Il 28 giugno 2020 Cinzia Montagna ha proclamato la “Giornata Mondiale della Schita virtuale”: “Sono arrivate 450 foto di Schite in un solo giorno”. A novembre la “Schita” è entrata a far parte dell'”Arca del Gusto Slow Food”, grazie al coinvolgimento e all’interessamento di Teresio Nardi, fiduciario Slow Food in Oltrepò Pavese. Diego Boiocchi, in arte Moho,artista pavese conosciuto a livello internazionale, ha realizzato il logo della Schita.

“A dicembre – continua Cinzia Montagna – ho aperto il sito www.laschitadelloltrepopavese.it e ho pubblicato la favola ‘Il piccolo Mediterraneo scopre la Schita dell’Oltrepò Pavese’ (ed.

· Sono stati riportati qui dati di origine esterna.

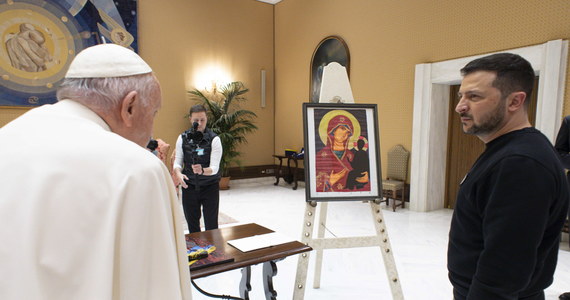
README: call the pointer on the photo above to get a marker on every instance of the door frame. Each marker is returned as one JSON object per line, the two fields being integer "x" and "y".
{"x": 431, "y": 106}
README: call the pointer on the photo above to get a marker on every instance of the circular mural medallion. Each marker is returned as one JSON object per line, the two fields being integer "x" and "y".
{"x": 39, "y": 39}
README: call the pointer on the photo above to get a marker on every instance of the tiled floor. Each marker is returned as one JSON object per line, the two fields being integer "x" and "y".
{"x": 419, "y": 242}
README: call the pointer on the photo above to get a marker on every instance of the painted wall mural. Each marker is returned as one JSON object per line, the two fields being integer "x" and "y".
{"x": 41, "y": 38}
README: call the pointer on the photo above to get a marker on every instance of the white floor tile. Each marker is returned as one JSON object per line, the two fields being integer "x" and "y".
{"x": 419, "y": 242}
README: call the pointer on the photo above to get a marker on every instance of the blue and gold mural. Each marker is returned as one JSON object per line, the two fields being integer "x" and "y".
{"x": 40, "y": 38}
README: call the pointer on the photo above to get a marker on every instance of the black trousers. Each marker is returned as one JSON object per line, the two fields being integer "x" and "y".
{"x": 536, "y": 296}
{"x": 208, "y": 197}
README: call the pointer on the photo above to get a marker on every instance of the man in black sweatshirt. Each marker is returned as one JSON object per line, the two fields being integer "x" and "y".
{"x": 505, "y": 231}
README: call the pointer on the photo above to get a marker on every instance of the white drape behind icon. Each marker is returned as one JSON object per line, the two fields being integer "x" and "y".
{"x": 335, "y": 87}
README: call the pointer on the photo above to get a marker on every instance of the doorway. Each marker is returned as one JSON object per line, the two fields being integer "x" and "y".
{"x": 463, "y": 149}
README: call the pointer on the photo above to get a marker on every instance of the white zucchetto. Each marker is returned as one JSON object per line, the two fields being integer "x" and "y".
{"x": 107, "y": 60}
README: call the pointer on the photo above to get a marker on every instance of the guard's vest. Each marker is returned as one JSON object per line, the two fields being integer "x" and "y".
{"x": 201, "y": 153}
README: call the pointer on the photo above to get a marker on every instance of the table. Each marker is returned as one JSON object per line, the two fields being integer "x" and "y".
{"x": 267, "y": 256}
{"x": 292, "y": 175}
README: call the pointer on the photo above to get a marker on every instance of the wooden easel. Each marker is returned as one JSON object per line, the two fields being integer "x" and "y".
{"x": 320, "y": 243}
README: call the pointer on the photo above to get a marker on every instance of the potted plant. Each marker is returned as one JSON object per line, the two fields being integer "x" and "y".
{"x": 228, "y": 121}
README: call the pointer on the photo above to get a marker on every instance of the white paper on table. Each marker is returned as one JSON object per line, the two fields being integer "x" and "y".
{"x": 260, "y": 241}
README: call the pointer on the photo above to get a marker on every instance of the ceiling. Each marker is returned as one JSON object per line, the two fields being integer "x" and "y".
{"x": 270, "y": 1}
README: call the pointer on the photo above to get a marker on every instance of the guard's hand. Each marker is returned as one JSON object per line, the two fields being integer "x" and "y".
{"x": 197, "y": 169}
{"x": 179, "y": 178}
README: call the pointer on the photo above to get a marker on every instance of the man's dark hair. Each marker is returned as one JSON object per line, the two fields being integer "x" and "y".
{"x": 514, "y": 73}
{"x": 197, "y": 108}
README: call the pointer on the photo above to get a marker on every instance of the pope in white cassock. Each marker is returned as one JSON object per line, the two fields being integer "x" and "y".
{"x": 86, "y": 212}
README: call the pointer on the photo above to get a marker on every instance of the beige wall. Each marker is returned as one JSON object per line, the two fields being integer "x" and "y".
{"x": 180, "y": 39}
{"x": 387, "y": 39}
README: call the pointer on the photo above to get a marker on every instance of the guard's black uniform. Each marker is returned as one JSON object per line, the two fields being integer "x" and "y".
{"x": 208, "y": 194}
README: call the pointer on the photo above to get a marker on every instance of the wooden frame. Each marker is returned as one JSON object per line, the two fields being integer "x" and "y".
{"x": 342, "y": 152}
{"x": 331, "y": 48}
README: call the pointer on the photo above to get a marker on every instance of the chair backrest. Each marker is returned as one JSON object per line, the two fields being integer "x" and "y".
{"x": 398, "y": 163}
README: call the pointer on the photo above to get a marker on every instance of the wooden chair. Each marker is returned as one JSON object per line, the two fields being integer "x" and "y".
{"x": 394, "y": 186}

Primula Editore di Giorgio Macellari, Voghera)”.

Attualmente è partita l’iniziativa “La Schita incontra il vino”: ogni mercoledì alle 21 due diverse aziende vitivinicole oltrepadane presentano in diretta su Facebook gli abbinamenti fra i loro vini e la “Schita”, accompagnandoli anche con prodotti e ricette della tradizione. L’iniziativa (che al primo incontro ha avuto quasi 1.500 visualizzazioni) si concluderà il 3 marzo. (ANSA).